Looking back at the sixth position of group memory, it is important to be able to recognize the differences between memory and history as two separate entities in addition to their connection to one another.  The differences and relationships between history and memory in Pierre Nora’s account has surely been the most cited by other scholars:

“Memory and history, far from being synonymous, are thus in many respects opposed.  Memory is life, always embodied in living societies and as such in permanent evolution, subject to the dialectic of remembering and forgetting, unconscious of the distortions to which it is subject, vulnerable in various ways to appropriation and manipulation, capable of lying dormant for long periods only to be suddenly reawakened.  History, on the other hand, is the reconstruction, always problematic and incomplete, of what is no longer.  Memory is always a phenomenon of the present, a bond tying us to the eternal present; history is a representation of the past.  Memory, being a phenomenon of emotion and magic, accommodates only those facts that suit it. It thrives on vague, telescoping reminiscences, on hazy general impressions or specific symbolic details… History, being an intellectual, non-religious activity, calls for analysis and critical discourse.  Memory situates remembrance in a sacred context.  History ferrets it out; it turns whatever it touches into prose… At the heart of history is a criticism destructive of spontaneous memory.” (Dickinson, p. 25)
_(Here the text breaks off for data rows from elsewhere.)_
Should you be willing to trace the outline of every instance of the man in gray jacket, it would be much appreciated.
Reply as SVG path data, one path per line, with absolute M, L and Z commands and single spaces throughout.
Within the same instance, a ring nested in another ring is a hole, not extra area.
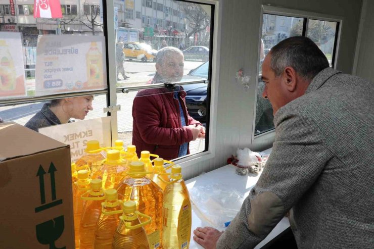
M 262 78 L 271 154 L 227 230 L 198 228 L 195 240 L 253 248 L 289 211 L 299 248 L 374 248 L 374 84 L 329 68 L 302 37 L 271 49 Z

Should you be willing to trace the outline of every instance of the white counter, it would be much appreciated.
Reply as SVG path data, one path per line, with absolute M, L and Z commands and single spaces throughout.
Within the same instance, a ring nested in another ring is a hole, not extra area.
M 264 152 L 269 152 L 268 150 Z M 257 182 L 261 172 L 259 174 L 240 176 L 235 173 L 235 167 L 231 165 L 219 168 L 210 172 L 203 174 L 190 179 L 185 181 L 189 190 L 194 186 L 213 185 L 218 183 L 223 183 L 236 189 L 238 192 L 247 197 L 251 189 Z M 192 230 L 191 231 L 191 240 L 190 243 L 190 249 L 200 249 L 202 246 L 195 242 L 193 239 L 193 231 L 198 227 L 211 226 L 207 221 L 201 219 L 196 214 L 196 207 L 193 203 L 192 205 Z M 290 226 L 288 219 L 284 217 L 277 224 L 272 231 L 265 239 L 258 244 L 255 248 L 261 248 L 265 244 L 274 238 L 276 236 L 286 230 Z M 215 228 L 219 230 L 224 230 L 222 228 Z

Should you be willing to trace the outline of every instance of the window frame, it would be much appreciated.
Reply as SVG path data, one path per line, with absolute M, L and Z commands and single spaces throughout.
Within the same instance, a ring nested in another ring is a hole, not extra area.
M 333 58 L 332 58 L 332 65 L 333 65 L 333 68 L 336 68 L 339 54 L 340 42 L 344 21 L 344 18 L 342 17 L 325 15 L 321 13 L 305 11 L 293 9 L 269 6 L 267 5 L 262 5 L 261 7 L 262 8 L 260 14 L 261 22 L 260 22 L 260 27 L 259 30 L 259 33 L 257 63 L 258 63 L 260 61 L 260 48 L 261 47 L 261 43 L 263 24 L 262 20 L 263 20 L 263 15 L 264 14 L 268 14 L 304 19 L 304 22 L 305 22 L 305 23 L 304 23 L 304 27 L 306 27 L 305 29 L 303 30 L 303 36 L 307 36 L 307 34 L 308 33 L 308 24 L 309 19 L 337 22 L 338 23 L 337 25 L 337 29 L 338 29 L 338 30 L 337 32 L 336 32 L 337 31 L 336 30 L 334 55 L 333 55 Z M 260 73 L 261 72 L 259 71 L 259 67 L 257 66 L 257 75 L 259 75 L 258 79 L 259 79 L 260 78 L 259 76 L 260 75 Z M 252 131 L 252 144 L 254 146 L 269 143 L 270 141 L 274 141 L 275 137 L 275 128 L 272 129 L 271 130 L 258 134 L 256 134 L 255 133 L 255 126 L 256 124 L 255 117 L 256 112 L 257 111 L 257 95 L 259 82 L 259 80 L 257 79 L 257 80 L 256 81 L 256 92 L 254 97 L 255 104 L 253 112 L 253 123 L 252 126 L 253 128 Z

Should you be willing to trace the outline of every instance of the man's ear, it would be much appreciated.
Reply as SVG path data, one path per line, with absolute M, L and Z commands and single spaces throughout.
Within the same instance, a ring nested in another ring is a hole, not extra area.
M 297 84 L 297 75 L 294 68 L 287 67 L 283 71 L 284 84 L 286 89 L 293 92 L 296 89 Z

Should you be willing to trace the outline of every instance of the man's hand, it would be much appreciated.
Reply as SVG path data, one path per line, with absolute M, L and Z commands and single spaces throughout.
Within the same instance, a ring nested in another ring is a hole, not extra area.
M 205 249 L 216 249 L 217 241 L 222 233 L 223 231 L 220 232 L 213 227 L 198 227 L 194 230 L 194 240 Z
M 192 140 L 195 141 L 199 137 L 200 134 L 200 128 L 198 127 L 190 127 L 192 131 Z

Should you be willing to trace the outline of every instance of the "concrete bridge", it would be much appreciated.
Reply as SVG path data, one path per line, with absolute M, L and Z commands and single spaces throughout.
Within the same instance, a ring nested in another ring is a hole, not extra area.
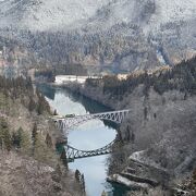
M 126 118 L 130 113 L 130 110 L 118 110 L 118 111 L 110 111 L 110 112 L 102 112 L 102 113 L 93 113 L 93 114 L 85 114 L 85 115 L 71 115 L 66 118 L 53 118 L 58 128 L 63 131 L 65 135 L 68 135 L 68 131 L 74 126 L 83 124 L 87 121 L 100 119 L 107 120 L 114 123 L 122 123 L 122 121 Z M 70 145 L 65 145 L 64 149 L 66 152 L 68 161 L 74 161 L 74 159 L 86 158 L 86 157 L 94 157 L 100 155 L 107 155 L 112 151 L 112 145 L 115 140 L 111 142 L 107 146 L 95 149 L 95 150 L 79 150 Z
M 73 162 L 74 159 L 81 159 L 81 158 L 86 158 L 86 157 L 96 157 L 96 156 L 101 156 L 101 155 L 107 155 L 112 151 L 112 145 L 114 144 L 115 140 L 111 142 L 107 146 L 95 149 L 95 150 L 79 150 L 76 149 L 70 145 L 64 146 L 64 150 L 66 152 L 66 159 L 68 162 Z
M 63 131 L 66 135 L 70 128 L 95 119 L 107 120 L 120 124 L 128 113 L 130 110 L 119 110 L 102 113 L 75 115 L 72 118 L 53 118 L 53 120 L 57 124 L 57 127 Z

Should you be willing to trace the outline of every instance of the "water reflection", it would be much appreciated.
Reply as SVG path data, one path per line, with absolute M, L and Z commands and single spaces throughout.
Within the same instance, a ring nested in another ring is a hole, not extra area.
M 68 113 L 86 114 L 110 111 L 109 108 L 65 89 L 56 89 L 45 85 L 39 85 L 39 89 L 45 94 L 50 106 L 62 115 Z M 88 121 L 69 132 L 69 145 L 83 150 L 101 148 L 115 138 L 115 127 L 114 124 L 100 120 Z M 69 164 L 70 169 L 78 169 L 84 173 L 89 196 L 100 196 L 103 189 L 110 193 L 109 196 L 115 196 L 117 194 L 117 196 L 123 196 L 121 188 L 119 192 L 119 188 L 106 182 L 108 156 L 110 155 L 76 159 Z

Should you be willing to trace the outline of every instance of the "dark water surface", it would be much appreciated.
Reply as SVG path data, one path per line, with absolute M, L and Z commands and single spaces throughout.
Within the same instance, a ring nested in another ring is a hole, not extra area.
M 83 96 L 72 94 L 66 89 L 53 88 L 47 85 L 39 85 L 38 87 L 46 96 L 50 106 L 57 109 L 59 114 L 86 114 L 110 111 L 109 108 Z M 69 132 L 69 145 L 77 149 L 94 150 L 111 143 L 115 135 L 114 125 L 106 124 L 100 120 L 93 120 Z M 106 182 L 107 158 L 109 156 L 77 159 L 69 163 L 70 169 L 78 169 L 81 173 L 84 173 L 87 195 L 100 196 L 102 191 L 107 192 L 109 196 L 125 195 L 125 188 Z

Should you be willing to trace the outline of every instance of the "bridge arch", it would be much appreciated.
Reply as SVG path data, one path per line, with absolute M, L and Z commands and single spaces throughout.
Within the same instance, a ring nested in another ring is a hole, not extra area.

While the distinction Nora draws on is not universally accepted, it does serve to mark out different tendencies that are frequently attributed to memory and history.  While some public memory scholars continue to look at the sharp distinction of representing the past like Nora, most public memory scholars are more likely to “embrace Marita Sturken’s far less stark delineation; she suggests that history and memory are ‘entangled,’ rather than comprising completely distinct activities”, memory has history (Dickinson, p. 26).
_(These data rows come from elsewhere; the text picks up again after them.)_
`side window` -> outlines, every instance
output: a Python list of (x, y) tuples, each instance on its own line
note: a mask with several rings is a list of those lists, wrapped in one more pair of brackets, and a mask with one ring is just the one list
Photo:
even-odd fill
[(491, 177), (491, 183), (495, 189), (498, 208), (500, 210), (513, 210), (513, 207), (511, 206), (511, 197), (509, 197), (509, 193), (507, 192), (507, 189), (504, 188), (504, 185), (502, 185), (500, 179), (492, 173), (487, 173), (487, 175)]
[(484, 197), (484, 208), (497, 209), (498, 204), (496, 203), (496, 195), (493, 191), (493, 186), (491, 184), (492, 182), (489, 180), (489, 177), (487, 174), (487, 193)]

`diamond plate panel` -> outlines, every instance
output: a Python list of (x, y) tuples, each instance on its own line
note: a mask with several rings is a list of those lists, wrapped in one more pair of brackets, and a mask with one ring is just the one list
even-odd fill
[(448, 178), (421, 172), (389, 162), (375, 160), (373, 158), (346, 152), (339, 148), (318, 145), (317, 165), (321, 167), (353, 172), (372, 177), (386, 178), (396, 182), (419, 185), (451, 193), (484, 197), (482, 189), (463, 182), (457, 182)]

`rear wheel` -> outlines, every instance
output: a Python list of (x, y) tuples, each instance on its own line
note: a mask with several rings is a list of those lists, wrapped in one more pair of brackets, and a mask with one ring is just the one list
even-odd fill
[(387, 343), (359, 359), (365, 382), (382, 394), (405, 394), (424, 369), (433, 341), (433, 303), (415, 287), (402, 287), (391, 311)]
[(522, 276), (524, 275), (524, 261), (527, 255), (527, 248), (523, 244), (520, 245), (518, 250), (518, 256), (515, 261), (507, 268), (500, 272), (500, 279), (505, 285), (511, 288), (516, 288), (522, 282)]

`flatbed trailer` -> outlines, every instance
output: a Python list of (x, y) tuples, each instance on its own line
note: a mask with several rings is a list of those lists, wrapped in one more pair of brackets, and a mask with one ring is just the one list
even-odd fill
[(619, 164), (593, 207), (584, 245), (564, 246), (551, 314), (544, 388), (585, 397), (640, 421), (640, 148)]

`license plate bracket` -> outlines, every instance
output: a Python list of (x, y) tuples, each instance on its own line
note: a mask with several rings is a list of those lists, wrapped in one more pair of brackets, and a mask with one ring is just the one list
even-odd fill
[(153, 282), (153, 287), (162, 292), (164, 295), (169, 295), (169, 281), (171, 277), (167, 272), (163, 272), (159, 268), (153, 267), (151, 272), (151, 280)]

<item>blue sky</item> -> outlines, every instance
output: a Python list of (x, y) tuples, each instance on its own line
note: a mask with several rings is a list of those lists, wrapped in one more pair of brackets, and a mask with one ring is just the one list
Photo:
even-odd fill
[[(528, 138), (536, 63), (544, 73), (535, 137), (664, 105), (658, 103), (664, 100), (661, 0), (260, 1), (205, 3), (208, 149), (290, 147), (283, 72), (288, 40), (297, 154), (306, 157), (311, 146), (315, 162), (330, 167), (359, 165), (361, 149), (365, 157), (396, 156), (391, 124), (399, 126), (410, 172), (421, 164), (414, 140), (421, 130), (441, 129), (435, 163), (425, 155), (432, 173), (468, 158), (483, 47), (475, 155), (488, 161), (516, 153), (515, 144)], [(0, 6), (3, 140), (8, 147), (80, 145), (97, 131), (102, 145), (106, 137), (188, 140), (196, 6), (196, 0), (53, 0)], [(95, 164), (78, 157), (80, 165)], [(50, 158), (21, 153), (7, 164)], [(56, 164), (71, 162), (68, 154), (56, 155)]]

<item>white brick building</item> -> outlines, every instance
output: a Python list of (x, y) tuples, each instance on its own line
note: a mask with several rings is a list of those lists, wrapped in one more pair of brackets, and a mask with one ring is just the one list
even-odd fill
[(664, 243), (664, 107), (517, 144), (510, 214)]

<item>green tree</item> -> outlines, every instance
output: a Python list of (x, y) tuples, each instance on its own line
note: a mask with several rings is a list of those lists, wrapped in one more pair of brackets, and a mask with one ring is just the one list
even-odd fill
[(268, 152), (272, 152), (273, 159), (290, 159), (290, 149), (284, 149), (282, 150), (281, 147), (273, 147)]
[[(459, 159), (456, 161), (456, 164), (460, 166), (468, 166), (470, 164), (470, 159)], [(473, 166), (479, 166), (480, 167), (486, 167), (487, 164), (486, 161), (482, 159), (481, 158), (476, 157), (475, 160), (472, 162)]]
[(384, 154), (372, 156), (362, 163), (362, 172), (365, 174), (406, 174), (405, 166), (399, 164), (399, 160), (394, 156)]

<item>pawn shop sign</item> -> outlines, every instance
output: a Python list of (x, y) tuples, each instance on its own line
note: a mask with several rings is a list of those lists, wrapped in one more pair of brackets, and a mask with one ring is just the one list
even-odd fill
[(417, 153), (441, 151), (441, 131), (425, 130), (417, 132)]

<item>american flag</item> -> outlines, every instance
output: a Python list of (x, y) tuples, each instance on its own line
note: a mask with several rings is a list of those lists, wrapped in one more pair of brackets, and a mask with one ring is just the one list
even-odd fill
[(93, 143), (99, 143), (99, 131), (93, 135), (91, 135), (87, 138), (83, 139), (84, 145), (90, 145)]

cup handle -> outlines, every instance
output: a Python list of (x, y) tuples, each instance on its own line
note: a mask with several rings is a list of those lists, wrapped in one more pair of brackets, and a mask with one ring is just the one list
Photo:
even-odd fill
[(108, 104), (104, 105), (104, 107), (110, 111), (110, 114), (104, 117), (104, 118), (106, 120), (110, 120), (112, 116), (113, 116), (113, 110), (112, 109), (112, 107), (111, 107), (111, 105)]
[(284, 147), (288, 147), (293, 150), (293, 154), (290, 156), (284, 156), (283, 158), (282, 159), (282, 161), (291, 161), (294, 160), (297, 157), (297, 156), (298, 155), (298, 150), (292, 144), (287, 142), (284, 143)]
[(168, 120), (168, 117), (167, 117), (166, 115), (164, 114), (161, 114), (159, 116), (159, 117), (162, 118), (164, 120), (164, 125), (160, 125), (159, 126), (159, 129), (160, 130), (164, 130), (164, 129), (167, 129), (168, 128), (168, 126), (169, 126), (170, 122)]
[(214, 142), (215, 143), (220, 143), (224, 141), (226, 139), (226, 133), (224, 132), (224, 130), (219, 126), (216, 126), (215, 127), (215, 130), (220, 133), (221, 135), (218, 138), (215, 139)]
In the end, rather one believes that memory and history are joined at the hip or separated as individual entities, the result is still remains.  When looking at the violent past to help ensure a more peaceful future, both the memory of those who survived and the history written in books, serve as vital stories to help create the intelligence needed to forgive those who didn’t know, but never forget the pain of what happened.

*Sources:

Dickinson, Greg, Carole Blair, and Brian L Ott.  Places of Public Memory: The Rhetoric of Museums and Memorials. University of Alabama Press. 2010.

Lehrer, Erica and Cynthia E. Milton.  “Introduction”.  Curating Difficult Knowledge: Violent Pasts in Public Places.  St Martin’s Press LLC. 2011.